July 27: Museums

July 27, 2012 § Leave a comment

from the Mariani family exhibit at the Tacoma Art Museum


Having dropped our budding scientist off at the science camp this morning, D. and I (with O. in a baby carrier) spent some time at the Tacoma Art Museum. They have an incredible show right now: Lodge by Marie Watt, a practitioner of  “social sculpture,” which “holds that art should be participatory and has the power to effect transformations in the self and society.” She uses blankets and felt to tell stories. The centerpiece of the exhibit is Engine, a felt cave in which American Indian storytellers, projected as holograms (a nod to Star Wars), tell stories of their peoples. Here is her website and here are some exhibit pictures:

The blankets, some or all, I am not sure, were donated. Donors included stories about the blankets, which are attached to them. One of the blankets was donated by a WWII prison camp survivor; the blanket was given to him in the camp.

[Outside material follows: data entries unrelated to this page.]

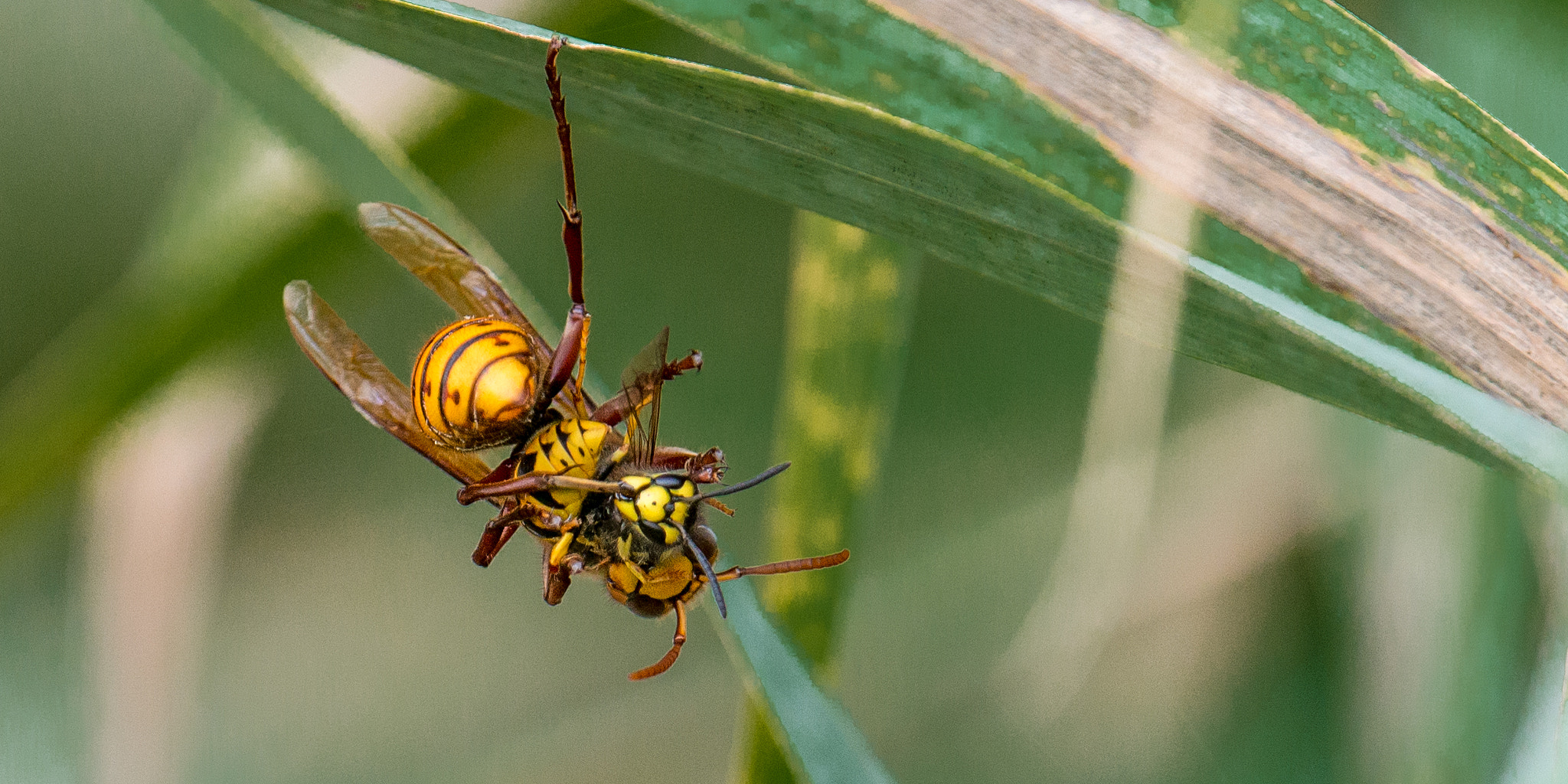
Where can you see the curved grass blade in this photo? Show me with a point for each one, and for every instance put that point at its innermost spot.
(852, 300)
(822, 742)
(233, 41)
(854, 164)
(1373, 140)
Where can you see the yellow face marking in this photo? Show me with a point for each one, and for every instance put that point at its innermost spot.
(668, 579)
(560, 547)
(671, 534)
(626, 508)
(651, 504)
(623, 577)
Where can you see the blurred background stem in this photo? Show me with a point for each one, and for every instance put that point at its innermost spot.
(851, 305)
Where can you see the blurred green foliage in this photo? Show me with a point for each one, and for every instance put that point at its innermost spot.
(350, 637)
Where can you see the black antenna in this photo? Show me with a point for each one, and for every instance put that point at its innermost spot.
(707, 570)
(750, 483)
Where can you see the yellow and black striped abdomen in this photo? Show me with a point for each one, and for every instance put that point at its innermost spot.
(475, 383)
(565, 449)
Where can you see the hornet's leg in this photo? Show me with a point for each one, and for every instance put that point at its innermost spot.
(615, 410)
(675, 649)
(559, 576)
(531, 483)
(570, 351)
(799, 565)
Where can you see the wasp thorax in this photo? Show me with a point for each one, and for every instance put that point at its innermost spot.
(475, 383)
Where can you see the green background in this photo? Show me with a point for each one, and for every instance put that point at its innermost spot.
(351, 640)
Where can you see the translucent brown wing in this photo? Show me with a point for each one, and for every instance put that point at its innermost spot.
(443, 266)
(643, 384)
(375, 393)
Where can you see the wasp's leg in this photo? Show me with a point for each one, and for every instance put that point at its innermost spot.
(532, 483)
(799, 565)
(675, 648)
(615, 410)
(570, 350)
(501, 529)
(559, 576)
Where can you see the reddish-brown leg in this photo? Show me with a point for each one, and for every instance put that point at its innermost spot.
(799, 565)
(675, 649)
(571, 345)
(615, 410)
(504, 526)
(557, 579)
(531, 483)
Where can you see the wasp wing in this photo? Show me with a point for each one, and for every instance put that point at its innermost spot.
(354, 371)
(441, 264)
(643, 384)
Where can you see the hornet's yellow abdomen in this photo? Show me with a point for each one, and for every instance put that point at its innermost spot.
(475, 383)
(571, 447)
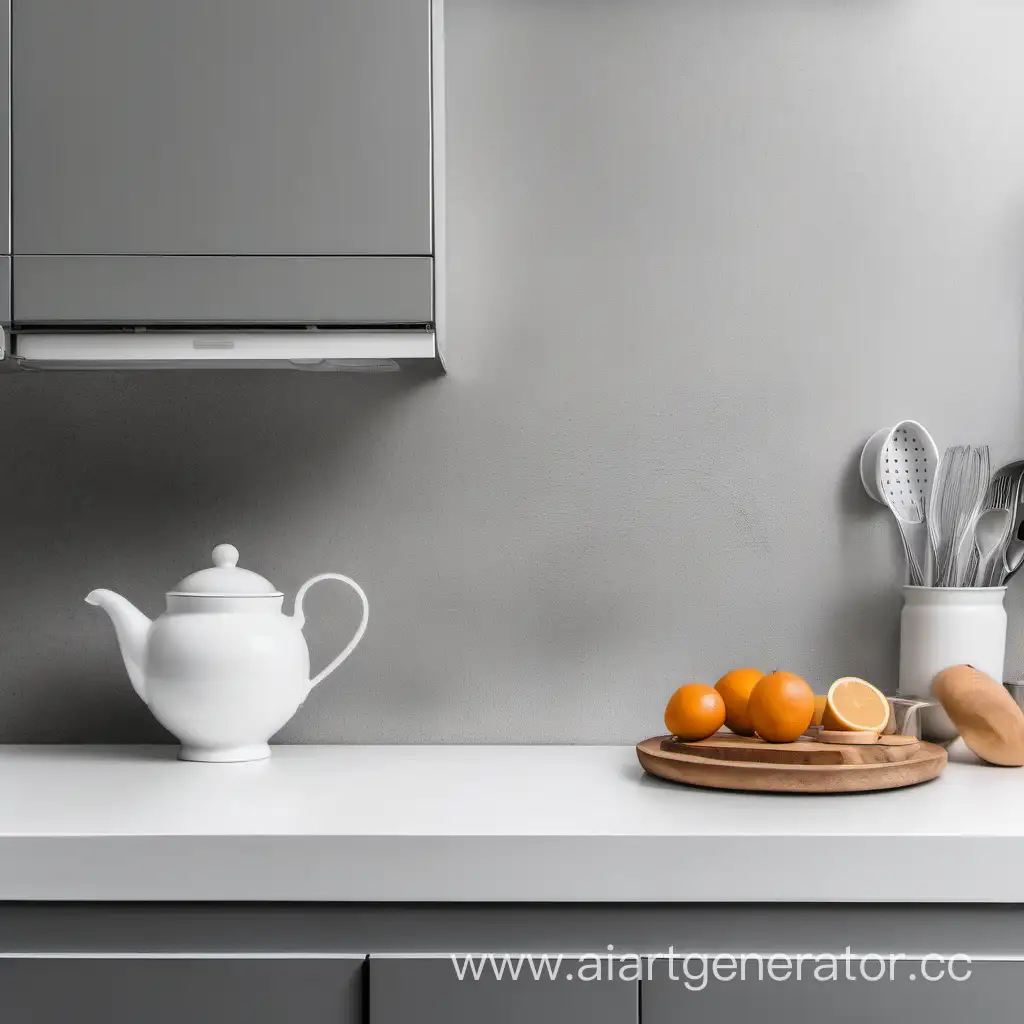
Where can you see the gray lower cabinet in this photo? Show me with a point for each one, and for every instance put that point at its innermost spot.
(180, 990)
(428, 990)
(993, 993)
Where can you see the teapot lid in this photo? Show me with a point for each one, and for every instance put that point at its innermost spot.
(225, 579)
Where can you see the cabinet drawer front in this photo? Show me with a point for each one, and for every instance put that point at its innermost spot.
(428, 990)
(222, 126)
(992, 993)
(222, 290)
(173, 990)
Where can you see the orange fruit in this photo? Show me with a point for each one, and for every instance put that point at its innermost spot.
(854, 705)
(819, 709)
(781, 708)
(735, 688)
(694, 712)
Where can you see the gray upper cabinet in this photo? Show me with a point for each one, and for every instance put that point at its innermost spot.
(4, 164)
(221, 127)
(427, 990)
(181, 990)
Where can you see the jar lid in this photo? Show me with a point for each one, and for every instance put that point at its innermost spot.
(225, 579)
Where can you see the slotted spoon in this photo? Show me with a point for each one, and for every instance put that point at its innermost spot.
(897, 468)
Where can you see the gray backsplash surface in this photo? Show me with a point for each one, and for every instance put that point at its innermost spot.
(700, 249)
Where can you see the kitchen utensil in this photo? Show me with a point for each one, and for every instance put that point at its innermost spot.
(990, 532)
(904, 719)
(989, 721)
(897, 469)
(1013, 555)
(1004, 492)
(943, 626)
(926, 719)
(223, 669)
(960, 488)
(725, 762)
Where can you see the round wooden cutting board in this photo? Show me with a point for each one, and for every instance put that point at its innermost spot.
(728, 762)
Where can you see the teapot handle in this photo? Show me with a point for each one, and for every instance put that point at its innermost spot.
(300, 621)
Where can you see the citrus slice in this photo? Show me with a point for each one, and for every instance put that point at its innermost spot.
(853, 705)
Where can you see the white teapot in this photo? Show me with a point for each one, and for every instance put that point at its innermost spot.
(223, 669)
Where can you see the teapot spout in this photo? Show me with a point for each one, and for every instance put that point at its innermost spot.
(132, 629)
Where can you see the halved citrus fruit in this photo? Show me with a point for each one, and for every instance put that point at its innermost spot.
(854, 706)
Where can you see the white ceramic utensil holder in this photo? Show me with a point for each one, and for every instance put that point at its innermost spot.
(945, 626)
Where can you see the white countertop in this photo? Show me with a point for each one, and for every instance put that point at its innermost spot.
(485, 823)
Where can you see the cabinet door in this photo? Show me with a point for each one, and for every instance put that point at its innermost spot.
(428, 990)
(238, 127)
(992, 993)
(180, 990)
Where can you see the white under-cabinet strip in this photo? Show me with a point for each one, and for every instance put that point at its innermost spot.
(212, 347)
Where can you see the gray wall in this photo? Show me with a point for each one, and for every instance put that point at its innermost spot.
(700, 249)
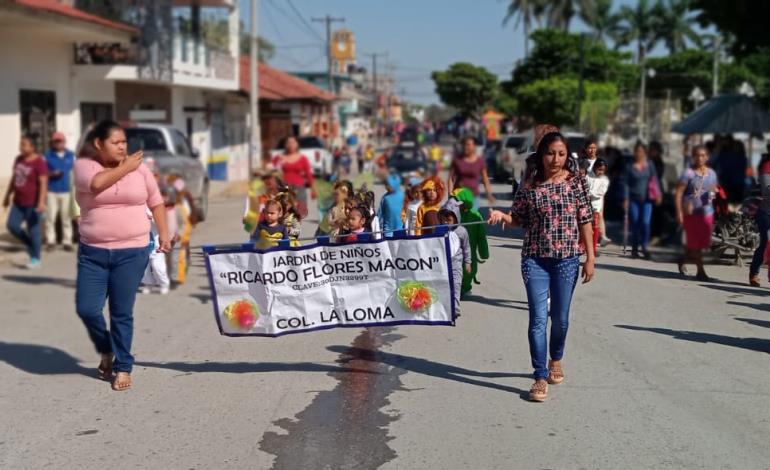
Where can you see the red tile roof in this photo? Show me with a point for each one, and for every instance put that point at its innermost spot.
(277, 85)
(55, 7)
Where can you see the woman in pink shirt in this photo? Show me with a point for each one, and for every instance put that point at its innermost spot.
(113, 190)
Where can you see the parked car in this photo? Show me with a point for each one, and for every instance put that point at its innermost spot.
(407, 159)
(511, 158)
(173, 154)
(314, 149)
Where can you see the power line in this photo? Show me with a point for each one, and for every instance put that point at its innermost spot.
(304, 21)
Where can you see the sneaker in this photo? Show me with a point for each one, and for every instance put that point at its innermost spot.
(34, 263)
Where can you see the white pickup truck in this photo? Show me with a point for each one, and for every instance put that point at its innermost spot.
(313, 148)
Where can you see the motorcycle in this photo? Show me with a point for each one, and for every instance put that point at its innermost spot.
(735, 229)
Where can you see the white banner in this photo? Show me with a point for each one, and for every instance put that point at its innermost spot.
(295, 290)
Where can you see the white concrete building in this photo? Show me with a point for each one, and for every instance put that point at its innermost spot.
(65, 69)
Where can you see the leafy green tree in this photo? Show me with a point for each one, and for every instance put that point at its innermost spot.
(557, 53)
(677, 25)
(641, 24)
(466, 87)
(524, 12)
(603, 20)
(561, 12)
(745, 19)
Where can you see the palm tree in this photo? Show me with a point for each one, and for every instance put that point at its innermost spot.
(677, 25)
(525, 11)
(640, 24)
(604, 22)
(561, 12)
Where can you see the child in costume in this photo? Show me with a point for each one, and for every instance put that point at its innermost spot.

The whole exhibit is moving and powerful, but I don’t need to elaborate on that; that’s not the purpose of this blog.

The great thing about the Tacoma Art Museum is the art resource room on the second floor, where you can make art inspired by the exhibits using the toolkits provided by the museum. Being impressed and moved by Watt’s work, I chose Stitches, Stories, Shelter. Here is the visual story of the five-minute creative act that came out of that:

the toolkit

the instructions

my contribution

(Maybe what I meant to say with my fabric patch is this: that in parenting you have to be tough, soft, and fierce all at the same time. Maybe I didn’t mean to say anything at all, but liked the fabrics and the colors.)

the entire display

(You may also notice D’s blue fabric bike in the middle. After all, an image of a bike says a lot about who he is and what he does.)

other people’s work

By the time I was done, it was time to pick up our little camper. We all headed to the Museum of Glass, where they just happened to have a silly puppet-making activity. We cut out heads, bodies, and legs from different magazines and put them together using hole punches and brackets. Results? Here:





What a great day. I am grateful for museums, their participatory nature,and for the fact that they encourage creativity. This is not what museums are like where I grew up.